By ATB Financial 9 January 2023 3 min read
Whatever goals you’re hoping to achieve, you can set yourself up for success by articulating the specifics of what you want. Only 3% of adults have specific, measurable, time-bound goals, and they achieve 10 times as much as people without goals.
By using the SMART goals framework, you can get one (or several) steps closer to seeing what’s possible come to life. SMART stands for Specific, Measurable, Attainable, Realistic and Timely.
If your goal is vague or undefined, how can you expect yourself to meet it? Give your goal shape by defining what exactly you want.
Let’s use retirement as an example.
When it comes to Registered Retirement Savings Plans, or RRSPs, it’s hard to define a goal if you don’t know what to expect in retirement. Statistics Canada recommends using between 65% and 75% of current pre-tax annual income for retirement planning purposes. Say you’re making $50,000/year—your goal would be to have a retirement income between $32,500 and $37,500 annually.

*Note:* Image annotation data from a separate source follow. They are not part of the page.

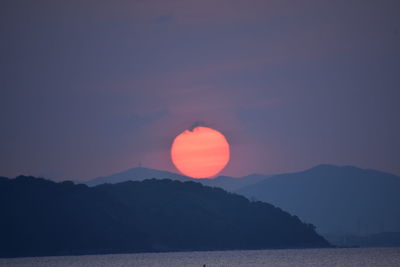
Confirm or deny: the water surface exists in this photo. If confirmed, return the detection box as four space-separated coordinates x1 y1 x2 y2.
0 248 400 267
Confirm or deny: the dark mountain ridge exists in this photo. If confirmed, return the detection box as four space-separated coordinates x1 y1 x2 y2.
237 165 400 239
0 176 330 257
84 167 270 192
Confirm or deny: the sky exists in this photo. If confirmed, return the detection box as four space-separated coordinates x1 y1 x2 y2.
0 0 400 180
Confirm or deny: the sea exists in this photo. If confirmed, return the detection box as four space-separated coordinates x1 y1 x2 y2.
0 248 400 267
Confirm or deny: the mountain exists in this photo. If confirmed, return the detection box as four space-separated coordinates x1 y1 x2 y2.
237 165 400 241
85 167 191 186
0 176 330 257
85 167 269 192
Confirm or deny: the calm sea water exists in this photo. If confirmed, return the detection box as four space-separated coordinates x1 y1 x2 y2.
0 248 400 267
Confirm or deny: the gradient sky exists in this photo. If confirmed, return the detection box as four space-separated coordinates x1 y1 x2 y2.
0 0 400 180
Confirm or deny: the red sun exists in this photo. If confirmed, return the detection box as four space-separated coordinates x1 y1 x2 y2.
171 126 230 178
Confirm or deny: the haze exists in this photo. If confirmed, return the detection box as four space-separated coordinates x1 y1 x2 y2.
0 0 400 180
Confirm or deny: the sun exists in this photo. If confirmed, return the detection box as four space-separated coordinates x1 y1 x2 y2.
171 126 230 178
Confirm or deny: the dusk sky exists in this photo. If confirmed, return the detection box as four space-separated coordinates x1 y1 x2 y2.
0 0 400 180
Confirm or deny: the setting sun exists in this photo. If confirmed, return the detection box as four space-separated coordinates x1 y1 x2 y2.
171 126 230 178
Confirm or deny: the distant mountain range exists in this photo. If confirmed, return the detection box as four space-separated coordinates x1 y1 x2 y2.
84 167 270 192
237 165 400 243
87 165 400 249
0 176 330 257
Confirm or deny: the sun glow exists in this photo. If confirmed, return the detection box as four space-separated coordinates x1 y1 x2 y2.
171 126 230 178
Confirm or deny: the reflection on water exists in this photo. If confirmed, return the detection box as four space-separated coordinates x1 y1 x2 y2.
0 248 400 267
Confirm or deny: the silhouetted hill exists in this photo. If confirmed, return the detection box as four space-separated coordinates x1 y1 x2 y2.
0 176 329 257
85 167 191 186
238 165 400 241
85 167 269 192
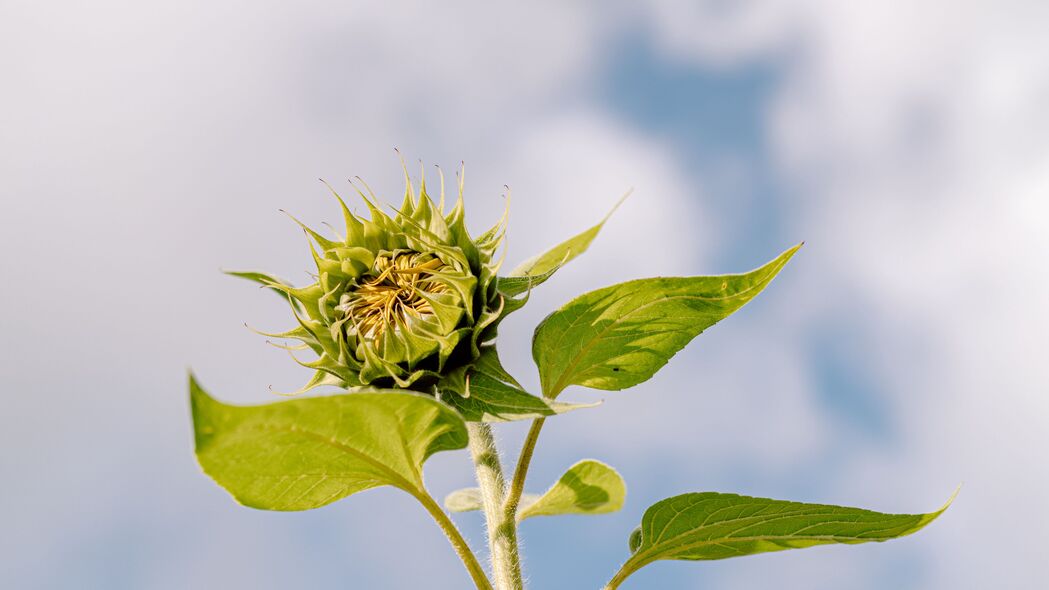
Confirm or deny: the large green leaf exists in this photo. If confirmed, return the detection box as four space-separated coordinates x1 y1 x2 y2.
444 373 598 422
499 192 630 296
445 459 626 522
190 377 468 510
606 492 950 589
532 245 801 398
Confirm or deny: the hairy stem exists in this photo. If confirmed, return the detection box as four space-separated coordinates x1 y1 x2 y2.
467 422 525 590
502 418 547 521
413 492 492 590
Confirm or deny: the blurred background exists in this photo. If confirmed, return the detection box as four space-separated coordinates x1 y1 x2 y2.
0 0 1049 590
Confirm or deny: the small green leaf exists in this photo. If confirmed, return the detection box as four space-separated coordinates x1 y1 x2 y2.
190 377 468 510
445 459 626 522
443 373 599 422
445 487 485 512
517 459 626 522
532 245 801 398
222 271 301 311
606 492 957 588
499 192 630 295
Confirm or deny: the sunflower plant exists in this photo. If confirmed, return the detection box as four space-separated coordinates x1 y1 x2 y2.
189 161 946 590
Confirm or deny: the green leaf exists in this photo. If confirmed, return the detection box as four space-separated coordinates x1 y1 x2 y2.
190 376 468 510
517 459 626 522
222 271 302 311
499 192 630 295
532 244 801 398
496 259 568 297
443 373 600 422
445 487 485 512
445 459 626 522
606 492 957 589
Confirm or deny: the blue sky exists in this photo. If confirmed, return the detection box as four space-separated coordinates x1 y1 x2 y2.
0 0 1049 590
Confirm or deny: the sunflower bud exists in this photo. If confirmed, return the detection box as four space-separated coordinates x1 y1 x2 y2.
232 165 506 393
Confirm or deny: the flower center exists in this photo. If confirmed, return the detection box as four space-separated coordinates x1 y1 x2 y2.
337 252 448 341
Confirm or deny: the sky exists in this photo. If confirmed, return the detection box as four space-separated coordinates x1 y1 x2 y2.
0 0 1049 590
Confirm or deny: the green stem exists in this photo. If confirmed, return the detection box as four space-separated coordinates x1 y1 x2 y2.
502 418 547 521
467 422 525 590
412 491 492 590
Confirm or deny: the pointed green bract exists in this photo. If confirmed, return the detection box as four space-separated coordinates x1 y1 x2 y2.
606 492 957 590
443 373 599 422
190 377 468 510
532 245 800 398
231 167 507 393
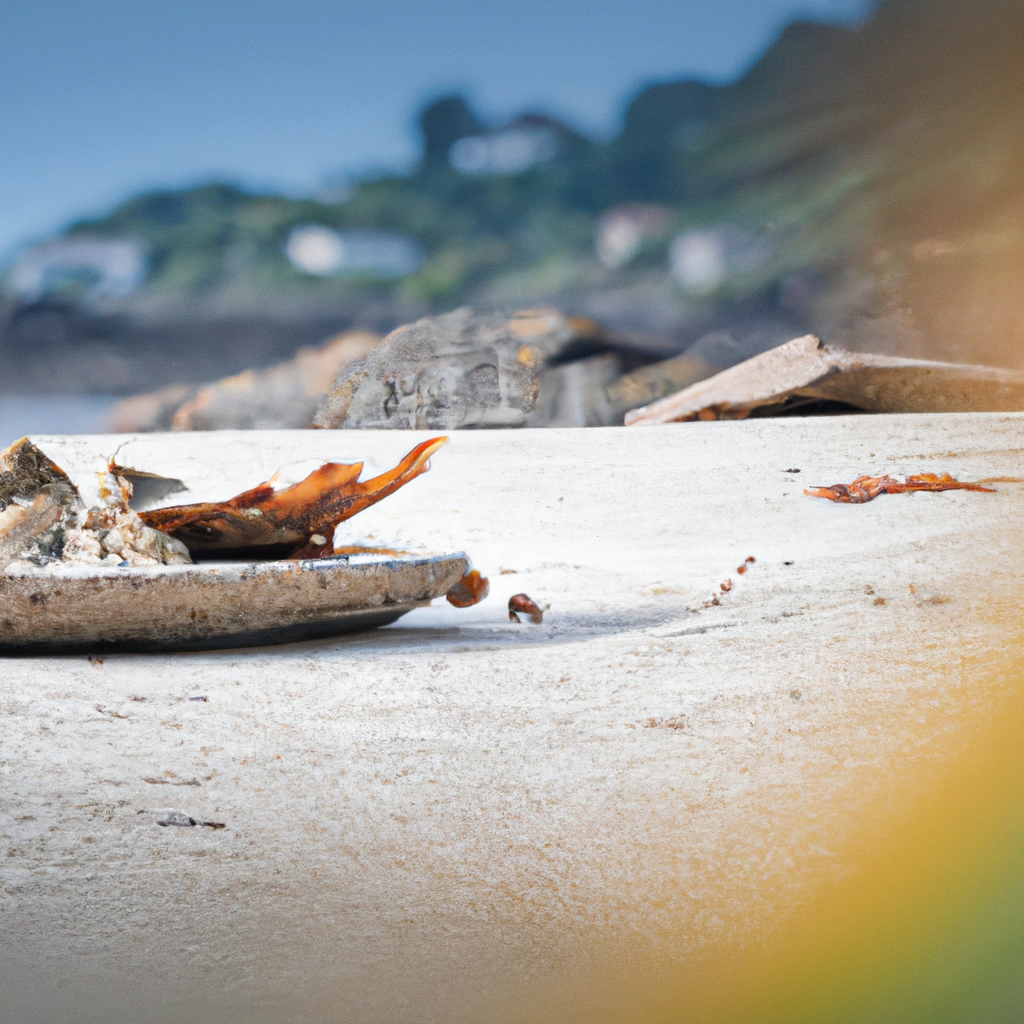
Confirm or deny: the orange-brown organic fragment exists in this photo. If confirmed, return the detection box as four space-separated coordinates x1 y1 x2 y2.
140 437 447 560
804 473 995 505
509 594 544 626
444 569 490 608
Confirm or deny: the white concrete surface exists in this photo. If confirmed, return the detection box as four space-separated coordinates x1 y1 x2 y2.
0 415 1024 1022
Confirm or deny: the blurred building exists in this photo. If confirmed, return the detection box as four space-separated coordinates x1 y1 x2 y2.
8 236 148 302
449 115 567 174
594 203 672 270
285 224 425 279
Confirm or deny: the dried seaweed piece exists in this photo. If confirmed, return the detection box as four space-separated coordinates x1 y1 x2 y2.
140 437 447 560
804 473 995 505
509 594 544 626
444 569 490 608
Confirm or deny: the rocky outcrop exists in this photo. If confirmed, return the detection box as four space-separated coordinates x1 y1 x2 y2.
313 308 620 430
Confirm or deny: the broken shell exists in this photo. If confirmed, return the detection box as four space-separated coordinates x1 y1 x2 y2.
0 553 469 654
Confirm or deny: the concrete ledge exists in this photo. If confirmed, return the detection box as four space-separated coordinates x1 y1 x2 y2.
0 414 1024 1021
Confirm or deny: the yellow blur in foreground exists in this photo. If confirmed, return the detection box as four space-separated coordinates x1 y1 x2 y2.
520 608 1024 1024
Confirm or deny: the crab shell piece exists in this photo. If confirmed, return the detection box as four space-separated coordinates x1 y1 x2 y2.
140 437 447 561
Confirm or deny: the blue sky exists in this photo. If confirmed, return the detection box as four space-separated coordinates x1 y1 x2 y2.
0 0 870 258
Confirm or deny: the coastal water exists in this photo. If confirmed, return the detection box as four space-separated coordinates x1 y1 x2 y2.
0 394 118 438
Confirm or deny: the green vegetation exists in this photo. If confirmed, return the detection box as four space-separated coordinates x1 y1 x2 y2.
29 0 1024 364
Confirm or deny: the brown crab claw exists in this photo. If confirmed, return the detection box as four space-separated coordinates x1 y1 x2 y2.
140 437 447 560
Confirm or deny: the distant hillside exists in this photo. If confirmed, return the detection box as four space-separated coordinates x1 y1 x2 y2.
5 0 1024 391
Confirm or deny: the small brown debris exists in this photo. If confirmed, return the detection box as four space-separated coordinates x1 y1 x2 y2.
444 569 490 608
157 814 227 828
644 715 686 730
804 473 995 505
509 594 544 626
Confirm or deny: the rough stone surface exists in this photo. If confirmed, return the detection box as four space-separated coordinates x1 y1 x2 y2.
314 308 610 430
0 415 1024 1024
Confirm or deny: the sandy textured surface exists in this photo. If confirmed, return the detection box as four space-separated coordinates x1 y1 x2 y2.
0 415 1024 1022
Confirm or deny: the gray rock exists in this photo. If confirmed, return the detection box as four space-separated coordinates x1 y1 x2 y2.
313 308 615 430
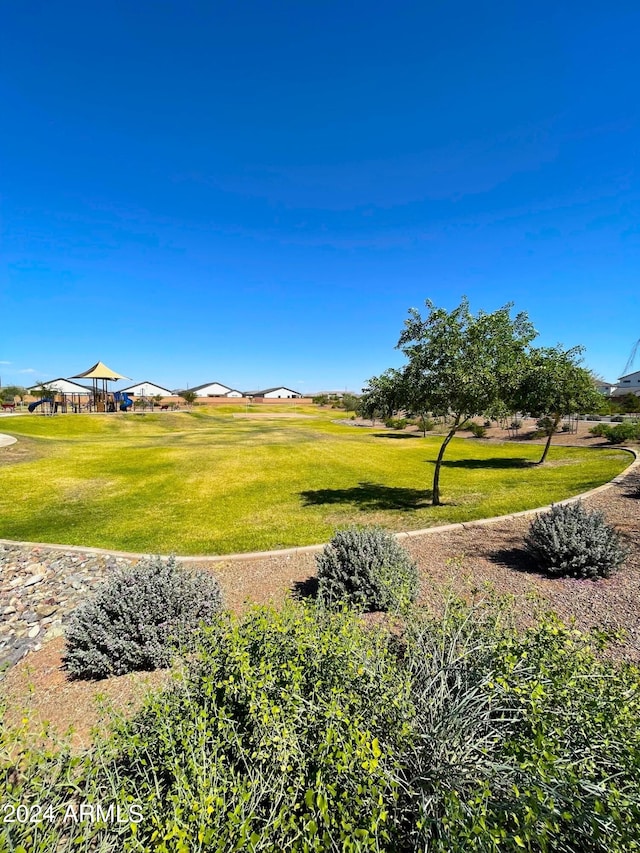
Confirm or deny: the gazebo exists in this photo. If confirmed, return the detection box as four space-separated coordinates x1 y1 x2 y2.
71 361 130 412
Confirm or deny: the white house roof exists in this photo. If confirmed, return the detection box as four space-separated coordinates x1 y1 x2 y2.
618 370 640 385
244 385 302 397
120 379 172 397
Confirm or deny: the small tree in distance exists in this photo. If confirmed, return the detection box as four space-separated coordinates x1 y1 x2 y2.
514 346 604 465
180 388 198 406
398 297 536 506
360 368 406 418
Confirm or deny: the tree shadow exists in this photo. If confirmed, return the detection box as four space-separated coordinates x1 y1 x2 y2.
371 432 422 439
487 548 549 578
291 577 318 601
442 457 536 468
300 482 431 512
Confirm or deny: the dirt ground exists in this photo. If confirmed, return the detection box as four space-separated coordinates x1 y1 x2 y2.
2 424 640 747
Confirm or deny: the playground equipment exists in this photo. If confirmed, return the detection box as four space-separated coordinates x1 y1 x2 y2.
72 361 129 412
113 391 133 412
28 397 60 414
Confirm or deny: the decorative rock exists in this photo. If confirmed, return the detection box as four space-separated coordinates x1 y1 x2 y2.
21 610 38 624
0 544 137 678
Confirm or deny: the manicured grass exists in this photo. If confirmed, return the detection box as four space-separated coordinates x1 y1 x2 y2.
0 406 630 555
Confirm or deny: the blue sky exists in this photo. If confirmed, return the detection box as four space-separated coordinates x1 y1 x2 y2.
0 0 640 391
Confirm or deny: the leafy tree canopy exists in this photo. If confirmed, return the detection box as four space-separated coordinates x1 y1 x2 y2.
398 297 536 506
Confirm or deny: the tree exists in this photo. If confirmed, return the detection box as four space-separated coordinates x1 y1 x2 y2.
0 385 27 403
397 297 536 506
340 394 360 412
514 346 603 465
180 388 198 406
360 368 406 418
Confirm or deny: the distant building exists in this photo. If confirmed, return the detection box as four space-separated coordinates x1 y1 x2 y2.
120 381 172 397
187 382 242 397
595 379 616 397
244 386 302 400
612 370 640 397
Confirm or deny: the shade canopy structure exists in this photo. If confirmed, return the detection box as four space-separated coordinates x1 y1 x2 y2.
71 361 131 382
71 361 131 411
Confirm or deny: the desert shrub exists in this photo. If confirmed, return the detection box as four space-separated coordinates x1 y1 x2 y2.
589 424 609 438
525 501 626 580
469 421 487 438
64 557 222 678
5 599 640 853
589 418 640 444
316 527 418 610
398 602 640 853
95 604 411 853
604 421 640 444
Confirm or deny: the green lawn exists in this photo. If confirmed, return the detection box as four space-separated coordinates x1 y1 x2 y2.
0 406 630 555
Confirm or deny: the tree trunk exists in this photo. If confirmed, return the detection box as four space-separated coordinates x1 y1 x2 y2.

Now this income will be a combination of income from your work pension (if you have one), RRSPs, CPP and OAS. Figure out how much the other sources will be paying you and see what shortfall you need to make up with your RRSPs. This will give you a specific number to work with as you create your goal.
While we used RRSPs in this example, there are a number of ways to save for retirement, including RRSPs, TFSAs and cash accounts. Chat with an expert to figure out the best blend of investments to power your retirement savings goal.
This is how you can track your progress and figure out what exactly you need to do to get to the final destination.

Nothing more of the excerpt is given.